Maslow's Hammer for Catastrophic Forgetting: Node Re-Use vs Node Activation

Continual learning - learning new tasks in sequence while maintaining performance on old tasks - remains particularly challenging for artificial neural networks. Surprisingly, the amount of forgetting does not increase with the dissimilarity between the learned tasks, but appears to be worst in an intermediate similarity regime. In this paper we theoretically analyse both a synthetic teacher-student framework and a real data setup to provide an explanation of this phenomenon that we name Maslow's hammer hypothesis. Our analysis reveals the presence of a trade-off between node activation and node re-use that results in worst forgetting in the intermediate regime. Using this understanding we reinterpret popular algorithmic interventions for catastrophic interference in terms of this trade-off, and identify the regimes in which they are most effective.

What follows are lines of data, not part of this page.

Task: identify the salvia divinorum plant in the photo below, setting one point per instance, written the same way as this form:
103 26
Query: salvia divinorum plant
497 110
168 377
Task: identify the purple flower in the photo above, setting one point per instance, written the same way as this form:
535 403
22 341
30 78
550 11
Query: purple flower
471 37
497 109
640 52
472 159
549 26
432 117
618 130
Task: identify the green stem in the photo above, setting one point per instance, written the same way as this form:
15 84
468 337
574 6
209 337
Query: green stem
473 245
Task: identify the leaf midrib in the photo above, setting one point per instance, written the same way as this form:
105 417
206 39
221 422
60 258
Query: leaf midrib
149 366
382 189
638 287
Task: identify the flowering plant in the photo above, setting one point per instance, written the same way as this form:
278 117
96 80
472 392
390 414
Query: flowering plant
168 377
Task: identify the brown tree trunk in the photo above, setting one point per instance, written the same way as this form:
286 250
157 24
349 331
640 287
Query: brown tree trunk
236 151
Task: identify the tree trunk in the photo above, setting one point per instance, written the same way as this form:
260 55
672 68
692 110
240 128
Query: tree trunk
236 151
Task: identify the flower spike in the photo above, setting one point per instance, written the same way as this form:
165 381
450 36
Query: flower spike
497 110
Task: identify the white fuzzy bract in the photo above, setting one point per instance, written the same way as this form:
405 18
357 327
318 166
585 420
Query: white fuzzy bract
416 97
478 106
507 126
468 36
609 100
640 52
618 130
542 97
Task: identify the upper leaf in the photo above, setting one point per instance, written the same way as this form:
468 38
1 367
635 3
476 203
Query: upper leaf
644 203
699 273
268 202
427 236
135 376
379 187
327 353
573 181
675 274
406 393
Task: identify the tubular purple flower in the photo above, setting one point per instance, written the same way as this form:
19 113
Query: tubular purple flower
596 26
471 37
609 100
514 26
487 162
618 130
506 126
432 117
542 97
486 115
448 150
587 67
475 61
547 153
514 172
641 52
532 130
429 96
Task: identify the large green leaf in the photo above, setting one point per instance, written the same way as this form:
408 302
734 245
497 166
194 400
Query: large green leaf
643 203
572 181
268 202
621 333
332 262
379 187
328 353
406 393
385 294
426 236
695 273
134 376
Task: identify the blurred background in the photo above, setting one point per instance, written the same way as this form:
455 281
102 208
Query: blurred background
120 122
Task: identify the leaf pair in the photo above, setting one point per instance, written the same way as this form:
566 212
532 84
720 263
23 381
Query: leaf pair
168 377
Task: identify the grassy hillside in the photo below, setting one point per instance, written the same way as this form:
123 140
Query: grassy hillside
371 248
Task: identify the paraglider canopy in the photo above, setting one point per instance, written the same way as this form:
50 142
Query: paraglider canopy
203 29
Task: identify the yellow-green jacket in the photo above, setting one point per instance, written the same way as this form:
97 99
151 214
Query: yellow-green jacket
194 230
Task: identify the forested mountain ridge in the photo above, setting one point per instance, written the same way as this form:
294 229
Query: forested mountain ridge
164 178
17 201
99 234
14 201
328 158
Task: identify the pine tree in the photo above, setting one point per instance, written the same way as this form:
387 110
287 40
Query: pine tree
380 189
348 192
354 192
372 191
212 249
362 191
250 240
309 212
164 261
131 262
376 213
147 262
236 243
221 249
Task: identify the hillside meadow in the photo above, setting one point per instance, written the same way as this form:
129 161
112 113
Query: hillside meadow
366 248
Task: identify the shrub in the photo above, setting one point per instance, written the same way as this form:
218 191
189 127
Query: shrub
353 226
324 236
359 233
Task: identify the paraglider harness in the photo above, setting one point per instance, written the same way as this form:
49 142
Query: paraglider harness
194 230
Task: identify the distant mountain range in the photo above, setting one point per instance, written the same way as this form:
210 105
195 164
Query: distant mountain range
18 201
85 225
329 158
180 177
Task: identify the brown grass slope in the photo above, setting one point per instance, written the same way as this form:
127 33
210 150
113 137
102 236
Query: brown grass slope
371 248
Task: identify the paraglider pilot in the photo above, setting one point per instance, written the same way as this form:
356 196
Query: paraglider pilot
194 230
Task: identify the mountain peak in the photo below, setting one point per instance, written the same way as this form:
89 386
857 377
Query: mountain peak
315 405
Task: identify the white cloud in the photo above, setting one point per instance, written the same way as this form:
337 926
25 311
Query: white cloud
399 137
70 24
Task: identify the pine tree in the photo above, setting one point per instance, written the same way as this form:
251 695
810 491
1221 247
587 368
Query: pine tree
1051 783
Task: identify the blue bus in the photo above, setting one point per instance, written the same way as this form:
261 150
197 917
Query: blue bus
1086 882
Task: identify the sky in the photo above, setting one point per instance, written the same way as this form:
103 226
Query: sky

Modelling continual learning in humans with Hebbian context gating and exponentially decaying task signals

Humans can learn several tasks in succession with minimal mutual interference but perform more poorly when trained on multiple tasks at once. The opposite is true for standard deep neural networks. Here, we propose novel computational constraints for artificial neural networks, inspired by earlier work on gating in the primate prefrontal cortex, that capture the cost of interleaved training and allow the network to learn two tasks in sequence without forgetting. We augment standard stochastic gradient descent with two algorithmic motifs, so-called "sluggish" task units and a Hebbian training step that strengthens connections between task units and hidden units that encode task-relevant information. We found that the "sluggish" units introduce a switch-cost during training, which biases representations under interleaved training towards a joint representation that ignores the contextual cue, while the Hebbian step promotes the formation of a gating scheme from task units to the hidden layer that produces orthogonal representations which are perfectly guarded against interference. Validating the model on previously published human behavioural data revealed that it matches performance of participants who had been trained on blocked or interleaved curricula, and that these performance differences were driven by misestimation of the true category boundary.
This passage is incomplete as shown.